4 May 2017

GARMENT INDUSTRY- CHILD LABOUR



Would you pay more for clothes if they were manufactured ethically i.e. produced in a factory with fair working conditions and wages? What would ethical shopping look like to you?
Before answering, look at a garment that you recently purchased and find out the brand and where it was made. Take a picture and tweet it with the info (or post it in the comments section below).
Two weeks ago, KQED Do Now examined the human cost of making clothing cheaply, stating that U.S. fashion companies design their merchandise in the United States and then outsource the labor in countries like Bangladesh where workers are paid very little to sew the garments. Has the tragedy in Bangladesh changed our thinking? Have we made the connection between the cost of clothes and the conditions of these factories?

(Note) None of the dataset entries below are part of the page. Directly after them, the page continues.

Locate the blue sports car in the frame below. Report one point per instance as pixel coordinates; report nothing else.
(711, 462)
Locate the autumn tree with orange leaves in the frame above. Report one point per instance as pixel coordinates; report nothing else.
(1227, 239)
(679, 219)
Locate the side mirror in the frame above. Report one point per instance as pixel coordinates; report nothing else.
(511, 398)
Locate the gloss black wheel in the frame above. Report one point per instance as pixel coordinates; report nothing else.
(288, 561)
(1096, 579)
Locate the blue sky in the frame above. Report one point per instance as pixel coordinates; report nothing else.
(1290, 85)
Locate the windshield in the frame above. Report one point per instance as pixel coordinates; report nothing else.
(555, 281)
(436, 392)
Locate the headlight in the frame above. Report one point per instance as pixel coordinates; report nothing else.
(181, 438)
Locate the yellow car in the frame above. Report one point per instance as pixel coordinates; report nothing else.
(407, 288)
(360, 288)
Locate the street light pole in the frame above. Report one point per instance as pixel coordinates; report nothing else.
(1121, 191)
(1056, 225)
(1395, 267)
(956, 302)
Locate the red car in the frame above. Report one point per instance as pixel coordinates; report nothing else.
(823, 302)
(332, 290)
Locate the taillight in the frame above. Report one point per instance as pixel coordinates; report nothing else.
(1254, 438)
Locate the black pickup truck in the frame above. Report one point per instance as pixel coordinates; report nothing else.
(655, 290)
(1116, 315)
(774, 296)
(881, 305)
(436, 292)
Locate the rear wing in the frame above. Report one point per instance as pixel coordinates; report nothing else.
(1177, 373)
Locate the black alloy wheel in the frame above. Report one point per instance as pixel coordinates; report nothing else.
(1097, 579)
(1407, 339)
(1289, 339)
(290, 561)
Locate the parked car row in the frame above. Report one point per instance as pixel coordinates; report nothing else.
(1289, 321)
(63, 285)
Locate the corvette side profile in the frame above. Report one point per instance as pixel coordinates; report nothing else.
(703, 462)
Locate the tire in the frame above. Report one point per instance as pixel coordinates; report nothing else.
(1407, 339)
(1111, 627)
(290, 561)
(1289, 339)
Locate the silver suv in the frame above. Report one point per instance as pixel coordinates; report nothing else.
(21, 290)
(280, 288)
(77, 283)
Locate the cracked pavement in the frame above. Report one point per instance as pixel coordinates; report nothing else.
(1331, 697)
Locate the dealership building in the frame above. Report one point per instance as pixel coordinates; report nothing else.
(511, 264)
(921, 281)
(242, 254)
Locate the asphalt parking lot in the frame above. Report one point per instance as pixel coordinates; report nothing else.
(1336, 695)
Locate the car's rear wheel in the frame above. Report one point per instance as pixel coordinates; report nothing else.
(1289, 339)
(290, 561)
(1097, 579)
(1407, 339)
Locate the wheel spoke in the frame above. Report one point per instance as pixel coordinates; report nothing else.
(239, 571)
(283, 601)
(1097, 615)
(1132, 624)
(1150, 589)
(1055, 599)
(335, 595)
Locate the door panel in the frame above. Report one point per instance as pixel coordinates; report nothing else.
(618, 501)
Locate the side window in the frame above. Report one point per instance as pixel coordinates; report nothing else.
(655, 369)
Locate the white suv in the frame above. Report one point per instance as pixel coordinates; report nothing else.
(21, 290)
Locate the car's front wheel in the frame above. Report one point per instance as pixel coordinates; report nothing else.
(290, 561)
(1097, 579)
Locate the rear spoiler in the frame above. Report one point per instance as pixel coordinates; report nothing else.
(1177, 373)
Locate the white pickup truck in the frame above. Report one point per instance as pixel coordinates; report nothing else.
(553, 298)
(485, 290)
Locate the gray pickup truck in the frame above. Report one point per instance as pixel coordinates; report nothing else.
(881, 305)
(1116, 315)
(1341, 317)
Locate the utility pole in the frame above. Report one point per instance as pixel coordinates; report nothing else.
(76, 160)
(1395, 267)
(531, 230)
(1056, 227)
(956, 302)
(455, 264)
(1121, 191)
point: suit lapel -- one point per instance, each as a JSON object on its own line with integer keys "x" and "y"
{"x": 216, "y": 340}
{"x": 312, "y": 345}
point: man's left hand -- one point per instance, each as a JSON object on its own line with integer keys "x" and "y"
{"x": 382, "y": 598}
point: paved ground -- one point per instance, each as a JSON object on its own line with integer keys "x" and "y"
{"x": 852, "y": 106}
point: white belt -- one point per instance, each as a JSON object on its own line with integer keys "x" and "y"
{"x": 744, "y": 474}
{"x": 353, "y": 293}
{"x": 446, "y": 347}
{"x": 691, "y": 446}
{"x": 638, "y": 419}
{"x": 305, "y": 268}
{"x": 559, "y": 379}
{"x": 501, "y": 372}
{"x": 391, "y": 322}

Are we ready to acknowledge the human costs of this relentless fashion treadmill and shop ethically? If workers are to be paid a living wage, would we be prepared to pay more for clothes?
Take a look at the label on your latest bargain, those trendy, cheap items from stores such as H&M, Esprit, Lee, Wrangler, Nike, J.C. Penney and Wal-Mart. Where were these clothes made?
In her book Overdressed: The Shockingly High Cost of Cheap Fashion, journalist Elizabeth L. Cline describes buying “seven pairs of $7 shoes” at Kmart and admits to being a “reformed fast-fashion junkie. She writes “because of low prices, chasing trends is now a mass activity, accessible to anyone with a few bucks to spare.” Fashion trends dangle the constant lure of display and self branding in front of us and the drive to keep up becomes relentless. Quality is not the issue, but the fear of losing face in the social mirror.
There is now an “ethical fashion” movement and clothing companies like H&M, for example, has a “Conscious Collection.” American Apparel and Fair Trade Fashion offer natural, organic cotton or handmade clothing and sweatshop free production. Is then organic and locally produced clothing a way of shopping ethically? Does it also become a marketing strategy?
Another option is to follow Cline’s advice to “make, alter and mend” by which she means buying recycled clothes and taking care of the clothes we have, rather than discarding clothing on a whim because they are cheap and easily replaceable when the fashion moves on.
This could be a sustainable solution to the damage to the environment of endless stuff, which is disposable and easily replaced by yet more and cheaper versions of the same. But is it a choice we are ready to make?